Ana Abrunhosa, uma vez mais, limitou-se a dizer que não iria responder à questão, o que motivou uma intervenção da presidente da Mesa Isaura Morais: “Estamos no âmbito de uma audição regimental e estamos a repetir-nos num assunto que a senhora ministra já disse que não iria responder”.
EMPRESAS DE MARIDO A RECEBEREM FUNDOS? “É UMA CHATICE”
Mas Carlos Guimarães Pinto iria até ao fim: “Existe um profundo conflito ético. Eu sei que é uma chatice que alguém possa não estar em situaçao de igualdade por estar casado com uma ministra – é uma chatice, é mesmo, mas se achar que é demasiado chato para si, a opção é deixar o cargo”. No final, Guimarães Pinto agradeceu a postura da ministra em relação à não eliminação da gravação, mas reiterou que só há dois caminhos: ou a devolução dos dinheiros ou a demissão da ministra.
Em causa está a notícia avançada pelo Observador que dá conta de que duas empresas do marido de Ana Abrunhosa receberam fundos comunitários da área por si tutelada. O deputado liberal questionou esta manhã a governante sobre a “questão ética” subjacente ao facto de só uma das empresas detidas pelo cônjuge, a Thermalvet, ter recebido 133 mil euros da União Europeia (UE) e pediu que devolvesse o dinheiro ou se demitisse.
Segundo o Observador, a Thermalvet, detida a 40% pelo marido de Ana Abrunhosa, recebeu 133 mil euros. Esta empresa foi fundada em outubro de 2020, 15 dias antes do arranque do projeto.

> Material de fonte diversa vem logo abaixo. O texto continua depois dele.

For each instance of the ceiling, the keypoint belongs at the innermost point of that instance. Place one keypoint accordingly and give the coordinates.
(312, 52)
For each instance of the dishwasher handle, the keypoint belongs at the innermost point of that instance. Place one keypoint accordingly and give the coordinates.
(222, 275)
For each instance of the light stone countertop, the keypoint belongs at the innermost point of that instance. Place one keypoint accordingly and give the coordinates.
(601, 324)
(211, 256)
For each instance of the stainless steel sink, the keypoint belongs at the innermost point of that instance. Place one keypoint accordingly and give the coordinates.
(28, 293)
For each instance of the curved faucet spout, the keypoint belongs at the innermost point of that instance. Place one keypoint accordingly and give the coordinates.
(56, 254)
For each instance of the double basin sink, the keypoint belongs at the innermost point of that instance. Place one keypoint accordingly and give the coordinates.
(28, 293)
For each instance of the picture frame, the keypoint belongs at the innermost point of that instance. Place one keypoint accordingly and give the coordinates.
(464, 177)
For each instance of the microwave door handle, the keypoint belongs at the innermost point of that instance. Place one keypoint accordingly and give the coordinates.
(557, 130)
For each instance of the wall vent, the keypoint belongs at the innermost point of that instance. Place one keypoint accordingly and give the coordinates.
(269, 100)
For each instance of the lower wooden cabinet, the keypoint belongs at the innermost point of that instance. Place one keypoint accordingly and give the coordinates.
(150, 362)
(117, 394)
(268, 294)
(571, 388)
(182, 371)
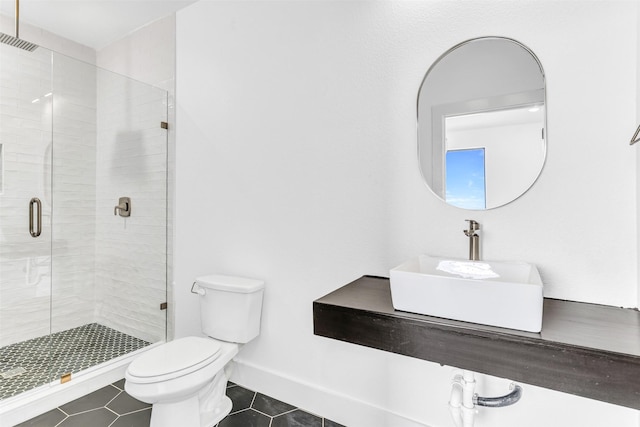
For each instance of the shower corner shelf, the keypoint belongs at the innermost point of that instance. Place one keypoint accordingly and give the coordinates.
(584, 349)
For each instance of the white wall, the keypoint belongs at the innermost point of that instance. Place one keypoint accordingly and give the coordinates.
(48, 40)
(296, 163)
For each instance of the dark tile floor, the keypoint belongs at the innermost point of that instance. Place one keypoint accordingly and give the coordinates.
(111, 406)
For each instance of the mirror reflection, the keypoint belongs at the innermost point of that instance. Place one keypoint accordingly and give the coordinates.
(481, 123)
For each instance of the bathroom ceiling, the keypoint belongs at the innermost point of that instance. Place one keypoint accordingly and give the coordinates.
(94, 23)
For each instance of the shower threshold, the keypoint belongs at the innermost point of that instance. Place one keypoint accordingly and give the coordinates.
(32, 363)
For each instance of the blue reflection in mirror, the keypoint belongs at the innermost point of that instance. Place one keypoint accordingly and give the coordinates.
(465, 178)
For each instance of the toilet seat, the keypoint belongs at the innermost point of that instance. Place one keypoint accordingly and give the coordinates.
(174, 359)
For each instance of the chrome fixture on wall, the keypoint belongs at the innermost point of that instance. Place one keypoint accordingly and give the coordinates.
(35, 230)
(635, 138)
(474, 240)
(124, 207)
(15, 41)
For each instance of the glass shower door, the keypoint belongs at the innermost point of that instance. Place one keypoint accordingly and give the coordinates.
(109, 266)
(25, 218)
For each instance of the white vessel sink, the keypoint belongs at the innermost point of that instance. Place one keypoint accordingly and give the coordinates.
(505, 294)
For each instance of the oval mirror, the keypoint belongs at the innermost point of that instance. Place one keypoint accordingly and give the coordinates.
(482, 123)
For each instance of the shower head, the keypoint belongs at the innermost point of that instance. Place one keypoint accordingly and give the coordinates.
(16, 41)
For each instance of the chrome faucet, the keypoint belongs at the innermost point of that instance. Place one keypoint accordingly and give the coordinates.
(474, 240)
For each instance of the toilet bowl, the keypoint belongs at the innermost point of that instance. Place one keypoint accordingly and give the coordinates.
(185, 380)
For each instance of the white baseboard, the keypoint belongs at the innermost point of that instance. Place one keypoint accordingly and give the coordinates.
(312, 398)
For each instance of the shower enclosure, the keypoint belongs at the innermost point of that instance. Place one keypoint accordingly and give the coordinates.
(80, 283)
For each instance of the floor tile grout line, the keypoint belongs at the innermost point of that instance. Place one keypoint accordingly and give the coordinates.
(114, 397)
(89, 410)
(136, 411)
(112, 422)
(110, 410)
(62, 420)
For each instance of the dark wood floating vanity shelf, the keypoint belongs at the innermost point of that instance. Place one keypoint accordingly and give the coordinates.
(584, 349)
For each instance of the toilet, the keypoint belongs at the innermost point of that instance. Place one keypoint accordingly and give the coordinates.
(186, 379)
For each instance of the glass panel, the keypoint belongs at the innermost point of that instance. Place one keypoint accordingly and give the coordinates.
(89, 287)
(109, 270)
(25, 261)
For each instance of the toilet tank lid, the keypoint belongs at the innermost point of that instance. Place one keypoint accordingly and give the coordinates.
(230, 283)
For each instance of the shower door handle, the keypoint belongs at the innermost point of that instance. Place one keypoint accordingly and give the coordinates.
(35, 232)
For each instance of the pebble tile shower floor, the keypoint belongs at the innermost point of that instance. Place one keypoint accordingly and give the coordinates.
(32, 363)
(111, 406)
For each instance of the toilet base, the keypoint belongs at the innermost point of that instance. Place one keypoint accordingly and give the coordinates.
(203, 409)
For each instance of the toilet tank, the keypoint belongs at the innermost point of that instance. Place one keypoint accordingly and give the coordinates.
(230, 307)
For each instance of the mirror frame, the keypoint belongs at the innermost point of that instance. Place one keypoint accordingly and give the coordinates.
(480, 105)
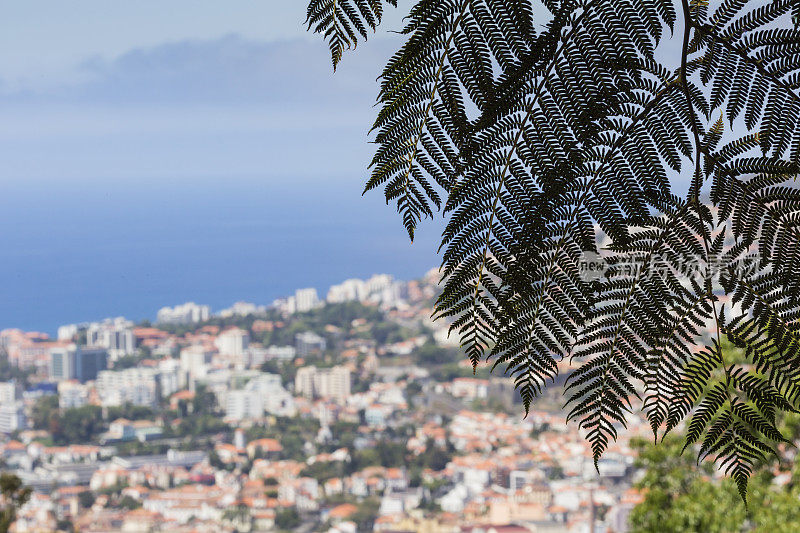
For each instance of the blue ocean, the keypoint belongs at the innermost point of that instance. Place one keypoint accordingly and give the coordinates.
(73, 251)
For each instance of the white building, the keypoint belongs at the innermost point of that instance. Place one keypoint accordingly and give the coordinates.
(352, 290)
(68, 332)
(306, 300)
(9, 392)
(195, 360)
(281, 353)
(332, 383)
(309, 343)
(263, 393)
(188, 313)
(115, 335)
(77, 362)
(244, 405)
(72, 394)
(136, 386)
(233, 342)
(242, 309)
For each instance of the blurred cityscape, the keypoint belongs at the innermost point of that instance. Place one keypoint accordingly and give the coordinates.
(355, 412)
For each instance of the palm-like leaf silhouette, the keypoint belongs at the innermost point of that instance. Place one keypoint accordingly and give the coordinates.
(545, 129)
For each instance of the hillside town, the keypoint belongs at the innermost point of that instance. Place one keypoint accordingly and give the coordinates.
(353, 412)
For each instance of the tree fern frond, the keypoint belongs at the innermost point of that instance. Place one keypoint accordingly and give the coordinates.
(342, 22)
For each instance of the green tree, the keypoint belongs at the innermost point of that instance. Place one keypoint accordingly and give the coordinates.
(13, 495)
(681, 498)
(287, 519)
(533, 124)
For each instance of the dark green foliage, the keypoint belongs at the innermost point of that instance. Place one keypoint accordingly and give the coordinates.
(343, 21)
(287, 519)
(13, 495)
(551, 134)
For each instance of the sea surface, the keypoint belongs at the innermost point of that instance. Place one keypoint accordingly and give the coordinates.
(73, 251)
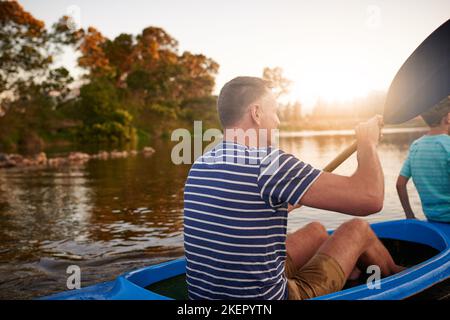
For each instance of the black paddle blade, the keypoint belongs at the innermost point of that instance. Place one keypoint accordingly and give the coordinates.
(422, 81)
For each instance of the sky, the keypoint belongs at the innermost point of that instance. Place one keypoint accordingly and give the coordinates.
(333, 50)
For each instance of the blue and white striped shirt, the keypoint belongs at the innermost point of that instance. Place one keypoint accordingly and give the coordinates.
(235, 220)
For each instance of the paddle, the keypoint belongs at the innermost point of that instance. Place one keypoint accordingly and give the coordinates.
(420, 84)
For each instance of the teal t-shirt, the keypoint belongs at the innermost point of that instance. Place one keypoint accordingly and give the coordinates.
(428, 164)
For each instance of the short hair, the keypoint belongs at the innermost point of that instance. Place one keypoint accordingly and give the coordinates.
(236, 95)
(433, 117)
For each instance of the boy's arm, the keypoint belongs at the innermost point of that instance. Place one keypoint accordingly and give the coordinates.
(403, 195)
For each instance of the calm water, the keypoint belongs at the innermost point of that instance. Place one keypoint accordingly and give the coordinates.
(112, 216)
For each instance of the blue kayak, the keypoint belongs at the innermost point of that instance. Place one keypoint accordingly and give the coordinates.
(423, 246)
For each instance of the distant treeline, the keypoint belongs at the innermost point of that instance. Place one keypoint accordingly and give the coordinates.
(134, 87)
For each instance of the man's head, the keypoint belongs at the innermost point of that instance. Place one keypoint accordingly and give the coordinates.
(439, 115)
(247, 103)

Já a Xiapu, empresa que conta com uma participação indireta do conjugue da ministra, recebeu 66.015 euros no quadro do programa Compete 2020.
A ministra da Coesão, que tutela as Comissões de Coordenação e Desenvolvimento Regional (CCDR) – responsáveis pela gestão dos fundos comunitários – alega que pediu um parecer à Procuradoria-Geral da República (PGR), que não conclui a existência de conflitos de interesses, nem ilegalidades. Contudo, a PGR alerta também no parecer para a “obscuridade da lei”.